- Supreme Court of the United States

Argued October 18–19, 1950 Decided December 4, 1950
- Full case name: Great Atlantic & Pacific Tea Co. v. Supermarket Equipment Corp.
- Citations: 340 U.S. 147 (more) 71 S. Ct. 127; 95 L. Ed. 162; 1950 U.S. LEXIS 2604; 87 U.S.P.Q. 303

Case history
- Prior: District Court sustained the validity of certain patent claims, 78 F. Supp. 388 (E.D. Mich. 1948); Court of Appeals affirmed, 179 F.2d 636 (6th Cir. 1950); Certiorari granted, 339 U.S. 947 (1950).
- Subsequent: Rehearing denied, 340 U.S. 918 (1951).

Holding
- The extension of a counter alone is not sufficient to sustain a patent, unless, together with other old elements, it made up a new combination patentable as such. The decision of the 6th Circuit Court of Appeals is reversed.

Court membership
- Chief Justice Fred M. Vinson Associate Justices Hugo Black · Stanley F. Reed Felix Frankfurter · William O. Douglas Robert H. Jackson · Harold H. Burton Tom C. Clark · Sherman Minton

Case opinions
- Majority: Jackson (unanimous)
- Concurrence: Douglas (joined by Black)

Laws applied
- Article I, section 8 of the United States Constitution

= Great Atlantic & Pacific Tea Co. v. Supermarket Equipment Corp. =

Great Atlantic & Pacific Tea Co. v. Supermarket Equipment Corp., 340 U.S. 147 (1950), is a patent case decided by the United States Supreme Court. The Court held that a patent for a cashier's counter and movable frame for grocery stores was invalid because it was a combination of known elements that added nothing new to the total stock of knowledge.

==Background==
Patent number 2,242,408 ("the Turnham patent") claimed the invention of a cashier's counter equipped with a three-sided frame with no top or bottom which, when pushed or pulled, moved groceries deposited in it by a customer to the clerk and left them there when pushed back to repeat the operation.

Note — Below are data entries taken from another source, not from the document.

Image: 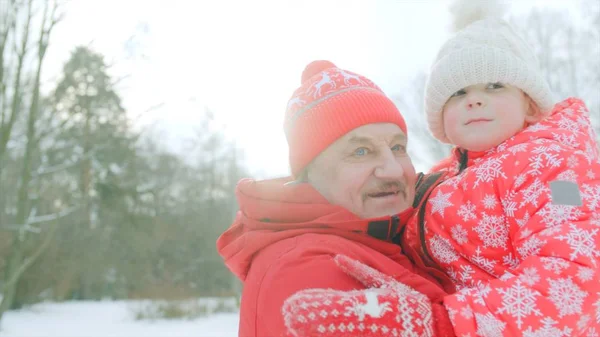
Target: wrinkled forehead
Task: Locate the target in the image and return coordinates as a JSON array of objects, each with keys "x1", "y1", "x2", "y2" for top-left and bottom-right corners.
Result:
[{"x1": 337, "y1": 123, "x2": 407, "y2": 145}]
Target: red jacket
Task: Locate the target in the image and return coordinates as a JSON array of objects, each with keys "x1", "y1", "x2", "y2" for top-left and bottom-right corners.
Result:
[
  {"x1": 217, "y1": 179, "x2": 446, "y2": 337},
  {"x1": 404, "y1": 98, "x2": 600, "y2": 336}
]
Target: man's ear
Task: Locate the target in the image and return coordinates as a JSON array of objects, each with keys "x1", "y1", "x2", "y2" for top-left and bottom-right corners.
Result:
[{"x1": 525, "y1": 95, "x2": 543, "y2": 124}]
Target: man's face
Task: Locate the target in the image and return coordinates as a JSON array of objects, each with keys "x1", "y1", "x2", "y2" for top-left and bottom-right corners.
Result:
[{"x1": 308, "y1": 123, "x2": 416, "y2": 218}]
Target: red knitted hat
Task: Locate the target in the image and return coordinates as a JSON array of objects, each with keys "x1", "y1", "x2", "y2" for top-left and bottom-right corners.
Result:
[{"x1": 284, "y1": 61, "x2": 407, "y2": 177}]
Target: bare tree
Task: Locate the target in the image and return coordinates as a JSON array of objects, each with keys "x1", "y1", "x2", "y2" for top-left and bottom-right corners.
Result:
[{"x1": 0, "y1": 0, "x2": 60, "y2": 319}]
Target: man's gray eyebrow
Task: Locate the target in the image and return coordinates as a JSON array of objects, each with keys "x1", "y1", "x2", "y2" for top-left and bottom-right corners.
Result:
[{"x1": 348, "y1": 136, "x2": 371, "y2": 143}]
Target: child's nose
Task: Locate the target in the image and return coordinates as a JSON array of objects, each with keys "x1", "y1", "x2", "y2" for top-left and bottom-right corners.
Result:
[{"x1": 467, "y1": 92, "x2": 484, "y2": 109}]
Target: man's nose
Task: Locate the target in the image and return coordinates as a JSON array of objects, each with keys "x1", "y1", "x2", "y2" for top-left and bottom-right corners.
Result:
[{"x1": 375, "y1": 150, "x2": 404, "y2": 180}]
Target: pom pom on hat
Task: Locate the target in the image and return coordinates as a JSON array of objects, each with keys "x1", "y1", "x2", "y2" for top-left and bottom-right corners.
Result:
[
  {"x1": 300, "y1": 60, "x2": 337, "y2": 84},
  {"x1": 425, "y1": 0, "x2": 556, "y2": 143}
]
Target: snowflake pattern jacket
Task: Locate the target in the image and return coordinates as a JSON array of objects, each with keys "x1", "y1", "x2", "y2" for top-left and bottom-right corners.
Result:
[{"x1": 403, "y1": 98, "x2": 600, "y2": 337}]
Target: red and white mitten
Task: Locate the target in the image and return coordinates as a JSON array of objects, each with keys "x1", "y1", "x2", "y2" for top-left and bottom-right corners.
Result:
[{"x1": 282, "y1": 255, "x2": 454, "y2": 337}]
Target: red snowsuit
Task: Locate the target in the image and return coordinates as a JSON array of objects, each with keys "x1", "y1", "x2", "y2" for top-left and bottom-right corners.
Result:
[{"x1": 404, "y1": 98, "x2": 600, "y2": 336}]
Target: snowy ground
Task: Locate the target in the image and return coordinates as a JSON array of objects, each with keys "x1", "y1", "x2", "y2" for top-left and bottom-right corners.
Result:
[{"x1": 0, "y1": 301, "x2": 238, "y2": 337}]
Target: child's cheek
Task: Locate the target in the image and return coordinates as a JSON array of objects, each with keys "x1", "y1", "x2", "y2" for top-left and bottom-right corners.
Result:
[{"x1": 443, "y1": 107, "x2": 460, "y2": 134}]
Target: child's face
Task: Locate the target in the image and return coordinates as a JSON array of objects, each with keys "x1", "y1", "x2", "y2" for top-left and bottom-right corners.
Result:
[{"x1": 443, "y1": 83, "x2": 540, "y2": 151}]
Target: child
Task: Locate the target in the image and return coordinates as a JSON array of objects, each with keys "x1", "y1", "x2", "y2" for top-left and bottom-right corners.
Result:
[{"x1": 287, "y1": 13, "x2": 600, "y2": 336}]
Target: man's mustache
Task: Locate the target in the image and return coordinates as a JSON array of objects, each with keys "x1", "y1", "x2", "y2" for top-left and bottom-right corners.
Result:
[{"x1": 365, "y1": 181, "x2": 406, "y2": 199}]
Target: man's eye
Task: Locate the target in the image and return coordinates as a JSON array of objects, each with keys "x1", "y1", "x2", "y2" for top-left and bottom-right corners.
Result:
[
  {"x1": 354, "y1": 147, "x2": 369, "y2": 157},
  {"x1": 487, "y1": 82, "x2": 504, "y2": 89},
  {"x1": 392, "y1": 144, "x2": 406, "y2": 152},
  {"x1": 450, "y1": 89, "x2": 467, "y2": 97}
]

The district court found that, although each element of the device was known to prior art, a counter with an extension to receive a self-unloading tray with which to push the contents of the tray in front of the cashier was a novel feature and constituted a new and useful combination. The Court of Appeals affirmed the district court's decision. Both courts found that every element claimed in the Turnham patent was known to prior art, except the extension of the counter.

==Supreme Court decision==
The Supreme Court disagreed with the lower courts' conclusion that the extension of the counter constituted an invention because (1) the extension was not mentioned in the claim, (2) an invention cannot be found in a mere elongation of a merchant's counter, and (3) the Turnham patent overclaimed the invention by including old elements, unless together with its other old elements, the extension made up a new patentable combination. The Court explained that the key to the patentability of a mechanical device that brings old factors into cooperation is the presence or lack of invention: "[O]nly when the whole in some way exceeds the sum of its parts is the accumulation of old devices patentable." The Court concluded that the invention claimed by the Turnham patent lacked any "unusual or surprising consequences" from the combination of old elements.

The Court added that patents are intended to add to the sum of useful knowledge, and they cannot be sustained when their effect is to subtract from resources freely available. The Court also emphasized that commercial success without invention is not sufficient for purposes of patentability.

==Concurrence==
In his concurrence, Justice Douglas stated that to be patentable, an invention must push back the frontiers of science. In his view, the Patent Office took advantage of the opportunity to expand its own jurisdiction and granted patents to inventions that had no place in the constitutional scheme of advancing scientific knowledge.